At first instance the Tribunal upheld the claim, concluding that the scheme was discriminatory. However, on appeal the EAT held:
The scheme only applied to people who were disabled and was intended as a benefit, to enable participants to retire early with the provision of financial security; the scheme was therefore not discriminatory;
- The use of "unfavourably" (in s.15 EqA) was purposefully chosen and does not equate to "detriment" or mean the same as "less favourable treatment", being the language used in other provisions of the EqA and requiring a comparator.
- The University had complied with its requirements under the EqA to make reasonable adjustments by reducing the Claimant's hours. The EAT noted that the EqA would be fundamentally flawed if making a reasonable adjustment, which in this case resulted in a reduced pension, could give rise to a successful claim under s.15 of the EqA for unfavourable treatment, as it would require an employer to comply with one obligation on the premise of acting contrary to another; and
- The tribunal had incorrectly applied the "less favourable treatment" test by comparing the Claimant's position to people with different disabilities, even though these may not have resulted in reduced working hours (affecting final salary on retirement).
This case provides clarity on how to approach the relatively new concept of discrimination arising from disability.

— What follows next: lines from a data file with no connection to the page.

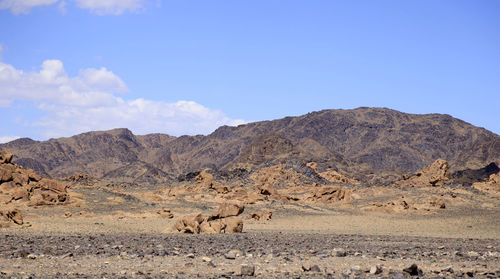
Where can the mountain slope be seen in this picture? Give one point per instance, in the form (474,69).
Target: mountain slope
(359,142)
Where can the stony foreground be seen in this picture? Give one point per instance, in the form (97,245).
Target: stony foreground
(264,255)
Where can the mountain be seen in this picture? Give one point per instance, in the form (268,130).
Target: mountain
(363,143)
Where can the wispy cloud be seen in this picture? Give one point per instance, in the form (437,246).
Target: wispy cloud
(100,7)
(113,7)
(23,6)
(93,100)
(5,139)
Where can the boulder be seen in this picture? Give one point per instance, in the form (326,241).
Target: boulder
(436,174)
(26,186)
(190,223)
(225,220)
(8,217)
(261,216)
(228,210)
(5,157)
(492,185)
(233,224)
(328,194)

Employers should derive some comfort from the decision as it runs contrary to the adage often used that they are "damned if they do and damned if they don’t". The EAT made clear that advantageous treatment could not be "unfavourable" just because it could have been more advantageous; the likelihood that employers will be held liable for the negative consequences of adjustments designed to positively assist disabled employees is therefore much reduced.